Sometimes the 'Lover's cup' had a painted portrait of the couple. There could also be a written dedication on the ribbon, a saying or a proverb. 
'UN BEL VOLTO VALE PIU' CHE SENO E ROBA' (tr. A beautiful face is worth more
than breast and possessions),  Lover's cup, Casteldurante,
first half of the XVI the century  (Hermitage Museum)

The ceramic lover's cup tradition started in Casteldurante, Italy at the end of the 15th century. Casteldurante was a  famous Renaissance ceramic town located in Le Marche region, known nowadays as Urbania. Soon after this tradition expanded to my ceramic home town, Deruta. 

Ceramicists had ceramic ladies' portrait samples available in their workshops and lover's cups were made upon special orders by additing custom made dedications to the selected model. As simple as that. 
'OGINI TEN [...] IENE CHI PO' (tr. ?)  Lover's cup, Casteldurante, 1530-1540 (Hermitage Museum)

In Deruta and other ceramic towns in Italy the 'Lover's cup' tradition lasted until the 18th century. Lover's cups were commonly known as 'BELLAs plates'. This may be the reason why it was said that men used to come to Deruta to meet their brides. What was the reason for choosing Deruta? After all there are beautiful young ladies everywhere in Italy and in the rest of the world. It must be some kind of heritage of the BELLA plates. This must the reason. It must be it. 
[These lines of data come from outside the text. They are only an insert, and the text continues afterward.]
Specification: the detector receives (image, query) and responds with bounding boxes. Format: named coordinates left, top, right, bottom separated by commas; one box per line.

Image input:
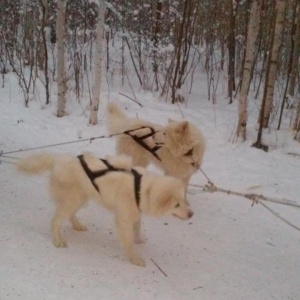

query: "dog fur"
left=17, top=153, right=193, bottom=266
left=107, top=103, right=205, bottom=188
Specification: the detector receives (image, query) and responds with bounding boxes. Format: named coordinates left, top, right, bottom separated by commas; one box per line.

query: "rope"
left=0, top=126, right=157, bottom=159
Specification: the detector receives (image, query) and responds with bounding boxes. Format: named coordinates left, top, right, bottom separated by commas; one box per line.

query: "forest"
left=0, top=0, right=300, bottom=151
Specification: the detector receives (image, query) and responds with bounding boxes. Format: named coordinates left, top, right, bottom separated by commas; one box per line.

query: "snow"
left=0, top=74, right=300, bottom=300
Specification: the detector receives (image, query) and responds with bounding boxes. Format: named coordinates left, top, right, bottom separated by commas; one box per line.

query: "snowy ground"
left=0, top=73, right=300, bottom=300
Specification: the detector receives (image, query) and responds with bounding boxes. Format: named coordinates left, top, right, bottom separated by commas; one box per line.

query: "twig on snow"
left=150, top=258, right=168, bottom=277
left=190, top=180, right=300, bottom=231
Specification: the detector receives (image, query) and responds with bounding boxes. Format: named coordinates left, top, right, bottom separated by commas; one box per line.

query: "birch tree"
left=237, top=0, right=261, bottom=140
left=89, top=0, right=105, bottom=125
left=56, top=0, right=66, bottom=117
left=289, top=2, right=300, bottom=97
left=261, top=0, right=286, bottom=128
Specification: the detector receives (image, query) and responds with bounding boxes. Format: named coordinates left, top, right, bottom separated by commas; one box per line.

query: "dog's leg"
left=52, top=208, right=67, bottom=247
left=70, top=214, right=87, bottom=231
left=133, top=219, right=146, bottom=244
left=117, top=218, right=146, bottom=267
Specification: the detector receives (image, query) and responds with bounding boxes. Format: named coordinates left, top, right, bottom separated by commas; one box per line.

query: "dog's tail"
left=107, top=103, right=127, bottom=134
left=16, top=153, right=55, bottom=174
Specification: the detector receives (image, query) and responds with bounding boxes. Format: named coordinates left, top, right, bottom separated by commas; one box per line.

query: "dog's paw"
left=130, top=256, right=146, bottom=267
left=134, top=236, right=147, bottom=244
left=73, top=224, right=87, bottom=231
left=53, top=240, right=67, bottom=248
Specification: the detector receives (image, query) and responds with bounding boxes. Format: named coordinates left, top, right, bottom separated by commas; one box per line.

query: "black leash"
left=124, top=126, right=161, bottom=160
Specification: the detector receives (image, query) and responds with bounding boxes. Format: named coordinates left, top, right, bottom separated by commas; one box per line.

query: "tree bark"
left=237, top=0, right=261, bottom=140
left=262, top=0, right=286, bottom=128
left=227, top=0, right=237, bottom=104
left=56, top=0, right=66, bottom=117
left=288, top=3, right=300, bottom=97
left=89, top=0, right=105, bottom=125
This thought came to my mind when I met my beloved last year in January with about a thirty years delay. I told him that it was not his fault, he was not informed about this Deruta tradition as he originally comes from Northern Italy: he should have driven towards the river Tiber instead of driving the opposite direction. This is what traditions are for, they make life easier. I was lucky to move to Piegaro and find him myself. I am glad it is never too late and time is a state of mind. Places aren't and I feel lucky that Fortune brought me here at last.